The blast of the airhorn startled me. I turned and saw a grinning K. Ray as he drove another 18-wheeler onto the church parking lot of Ingleside Baptist Church, Macon, Georgia. K. Ray was a volunteer driver with the North American Mission Board (NAMB), who was assisting with the delivery of Christmas Backpacks from Georgia into the mountains of Kentucky, Tennessee, and Virginia. With one load of 3,300 Christmas Backpacks delivered and more loads to follow, he had recruited another retired truck driver to assist.
Swinging down from the cab of the truck, K. Ray, laughing said, “Got you that, didn’t I!” Still laughing he took me over to meet his recruit, Bill. “Bill, meet Bill,” he said. Adding, “I hope ya’ll can remember each other’s names.”
Once the rig was in place, so the collegiate volunteers could begin loading it with incoming Christmas Backpacks from across Georgia, the three of us grabbed a cup of coffee and got acquainted. I soon learned that Bill had retired after a career of interstate trucking, mainly moving freight from terminal to terminal. He had volunteered for this trip because he had never been into the mountains of Eastern Kentucky, let along drove there. Bill had heard the stories of the hairpin curves, the winding, twisting, and narrow roads, the 100-foot drop-offs on your right and no margin for error. At the age of 66, he was ready for his next adventure.
Slipping away to see how the loading of the semi-trailer was coming along, I called Greg Whitetree, director of the Freeda Harris Baptist Center, Lookout, Kentucky. I had been in touch with him earlier that day to assure him that the next load of Christmas Backpacks from Georgia was headed his way.
Greg, like myself, is always up for a good-natured prank, plus he was the Fire Chief for the local volunteer fire department. Quickly we worked out a plan. Greg would meet him in the Fire Chief’s car just outside of Jenkins, Kentucky and lead him slowly into the Freeda Harris Baptist Center with lights flashing and sirens blaring. We thought it was an excellent way to break in a retired truck driver to the Eastern Kentucky mountain roads.
With K. Ray’s blessing, I carefully explained to Bill that since he had never driven in the mountains of Eastern Kentucky, he would be required to have an escort due to the treacherous, narrow mountain roads. When the trailer was loaded with boxes filled with Christmas Backpacks, K. Ray and Bill headed for Lookout, Kentucky.
The next day I received a call from a weeping K. Ray. It seems that Greg decided to expand the escort into Lookout to include firetrucks, a sheriff’s car, an ambulance, and the fire chief’s car. Like a parade, the emergency vehicles headed off on Highway 195 towards the Freeda Harris Baptist Center. To their surprise, word quickly spread about the “parade” and soon the roadside was lined with people waving and celebrating as the NAMB Disaster Relief truck rolled past. As Bill and K. Ray climbed out of the cab of the truck they were greeted by a cheering crowd. Greg explained that they were happy for as one man explained, “We thought Southern Baptists had forgotten us, but they haven’t.” One lady told Greg, “Southern Baptists still care for us.”
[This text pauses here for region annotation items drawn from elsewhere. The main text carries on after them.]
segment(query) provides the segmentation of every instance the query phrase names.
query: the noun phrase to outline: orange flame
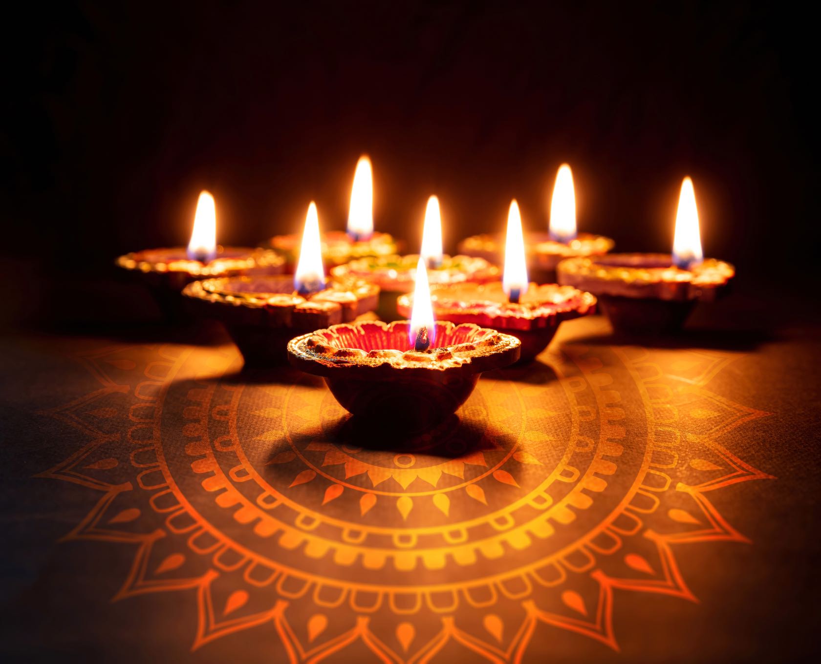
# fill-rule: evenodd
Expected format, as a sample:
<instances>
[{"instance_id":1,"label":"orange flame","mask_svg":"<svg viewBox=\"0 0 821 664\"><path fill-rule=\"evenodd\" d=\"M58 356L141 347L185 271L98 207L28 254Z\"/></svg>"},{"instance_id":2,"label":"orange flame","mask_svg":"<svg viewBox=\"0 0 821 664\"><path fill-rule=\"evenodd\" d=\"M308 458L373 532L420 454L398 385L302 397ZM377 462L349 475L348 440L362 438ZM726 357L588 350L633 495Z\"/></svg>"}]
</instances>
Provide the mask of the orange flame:
<instances>
[{"instance_id":1,"label":"orange flame","mask_svg":"<svg viewBox=\"0 0 821 664\"><path fill-rule=\"evenodd\" d=\"M504 289L511 302L517 302L527 293L527 264L525 260L525 239L521 232L521 215L519 203L511 201L507 213L507 239L505 242L505 271L502 277Z\"/></svg>"},{"instance_id":2,"label":"orange flame","mask_svg":"<svg viewBox=\"0 0 821 664\"><path fill-rule=\"evenodd\" d=\"M374 173L370 159L363 155L356 163L348 211L348 235L367 240L374 234Z\"/></svg>"},{"instance_id":3,"label":"orange flame","mask_svg":"<svg viewBox=\"0 0 821 664\"><path fill-rule=\"evenodd\" d=\"M217 210L213 197L207 191L200 193L187 252L190 260L204 263L213 261L217 255Z\"/></svg>"},{"instance_id":4,"label":"orange flame","mask_svg":"<svg viewBox=\"0 0 821 664\"><path fill-rule=\"evenodd\" d=\"M420 332L427 329L427 339L422 341ZM428 270L420 256L416 264L416 284L413 293L413 309L410 311L410 327L408 330L410 348L427 350L436 340L436 325L433 321L433 307L430 303L430 286L428 284Z\"/></svg>"},{"instance_id":5,"label":"orange flame","mask_svg":"<svg viewBox=\"0 0 821 664\"><path fill-rule=\"evenodd\" d=\"M677 267L686 270L694 263L700 263L704 257L699 229L699 210L695 206L695 190L693 189L693 180L686 177L681 183L681 193L678 197L676 233L672 240L672 262Z\"/></svg>"},{"instance_id":6,"label":"orange flame","mask_svg":"<svg viewBox=\"0 0 821 664\"><path fill-rule=\"evenodd\" d=\"M424 230L422 231L422 250L420 255L429 267L442 266L442 214L439 199L431 196L424 211Z\"/></svg>"},{"instance_id":7,"label":"orange flame","mask_svg":"<svg viewBox=\"0 0 821 664\"><path fill-rule=\"evenodd\" d=\"M559 166L550 199L550 237L557 242L570 242L576 238L576 190L573 171L567 164Z\"/></svg>"},{"instance_id":8,"label":"orange flame","mask_svg":"<svg viewBox=\"0 0 821 664\"><path fill-rule=\"evenodd\" d=\"M325 288L325 271L322 266L322 243L319 240L319 217L316 203L308 206L305 230L302 231L302 246L300 260L294 273L294 289L305 295Z\"/></svg>"}]
</instances>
As we prepare for this year’s distribution of the Christmas Backpacks, mental pictures of the faces of children receiving a backpack flash through my mind; faces filled with gratitude, with joy, with happiness. The faces of children that say, “Thank you Southern Baptists for caring.”
This year as you prepare your Christmas Backpack for a needy child, remember, to the child receiving your backpacks you are saying to them, “You are not forgotten. Southern Baptists love you, and most of all Jesus loves you.”